House investigators said they have uncovered evidence that White House officials became personally involved in an Energy Department review of a hot-button $535 million loan guarantee to the now-failed California solar company Solyndra…

“We have learned from our investigation that White House officials monitored Solyndra’s application and communicated with [Department of Energy] and Office of Management and Budget officials during the course of their review,” the letter says…

“Here’s the bottom line,” [solar industry analyst Peter] Lynch said. “It costs them $6 to make a unit.

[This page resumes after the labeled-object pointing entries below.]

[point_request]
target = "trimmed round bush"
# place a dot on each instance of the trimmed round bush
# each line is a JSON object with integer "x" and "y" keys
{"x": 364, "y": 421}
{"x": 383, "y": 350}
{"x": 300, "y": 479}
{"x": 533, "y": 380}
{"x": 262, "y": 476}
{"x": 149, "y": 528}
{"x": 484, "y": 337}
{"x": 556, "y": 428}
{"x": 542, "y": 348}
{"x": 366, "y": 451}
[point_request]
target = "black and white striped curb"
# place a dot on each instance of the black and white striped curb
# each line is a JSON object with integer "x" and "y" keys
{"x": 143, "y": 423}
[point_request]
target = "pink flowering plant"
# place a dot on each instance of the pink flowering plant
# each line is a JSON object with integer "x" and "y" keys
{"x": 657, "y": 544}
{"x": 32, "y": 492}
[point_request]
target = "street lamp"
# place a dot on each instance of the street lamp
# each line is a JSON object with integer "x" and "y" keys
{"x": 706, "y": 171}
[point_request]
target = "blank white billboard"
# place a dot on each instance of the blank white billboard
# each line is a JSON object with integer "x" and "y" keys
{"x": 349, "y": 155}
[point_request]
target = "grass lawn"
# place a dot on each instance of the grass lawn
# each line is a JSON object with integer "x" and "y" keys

They’re selling it for $3. In order to be competitive today, they have to sell it for between $1.5 and $2. That is not a viable business plan.”

Other flags have been raised about how the Energy Department pushed the deal forward. The Center for Public Integrity’s iWatch News and ABC disclosed that Energy Department officials announced the support for Solyndra even before final marketing and legal reviews were in. To government auditors, that move raised questions about just how fully the department vetted the deal — and assessed its risk to taxpayers — before signing off.

The White House insists it didn’t intervene with DOE on Solyndra’s behalf, but — go figure — the company’s key investor was a foundation headed by George Kaiser, a billionaire known for raising boatloads of money for Barack Obama. The Kaiser Foundation insists that it’s going to take a loss from Solyndra’s failure just like all the other investors, which doesn’t quite explain why Solyndra got a half-billion-dollar loan to keep on chugging towards unprofitability in the first place. And this may be just the beginning:

Solyndra’s closing has raised concerns about other renewable energy investments by the Obama administration.

Frank Rusco, a Government Accountability Office director who helped lead a review of the Solyndra loan and the Energy Department’s loan guarantee program, said the GAO remains “greatly concerned” by its 2010 finding that the agency agreed to back five companies with loans without properly assessing their failure risk. The companies were not identified in the report, but the GAO has since acknowledged that Solyndra was among them. Three of the companies were working together on one massive nuclear project, and the Energy Department said Thursday those funds are not at risk because the money has not yet been released to the companies.

The DOE thinks/hopes that other loans to clean-energy companies will offset the losses from Solyndra, but Rusco says he’s not sure about that for the simple reason that those firms haven’t produced much yet. My own suspicion is that the Solyndra loan is probably more a case of classic Hopenchange incompetence than corruption. Obama’s spent tons of political capital promoting his “green jobs” pipe dream, with Republicans challenging him on it at every turn. The very last thing he needs under those circumstances is to blow $500 million on a money pit funded by one of his big donors. It’s such a huge loss and looks so shady that the GOP will make hay of it for months; his whole “green jobs” plan will be hugely damaged by it. (It doesn’t help either that he’s now happily admitting that environmental regulations are a drag on the economy to be discarded when needed in the interests of growth.) What likely happened here is that the White House and DOE, in their excitement to kickstart the age of clean energy, skipped some of the due diligence on Solyndra on the assumption that the Kaiser Foundation and other investors surely wouldn’t toss their own money into a sinkhole. Oops. Exit quotation from Lowry: “Inevitably, the U.S. solar industry will seek to score the trifecta of government support already achieved by the boondoggle fuel ethanol — subsidizing its production, mandating its use, and barring its foreign competitors.”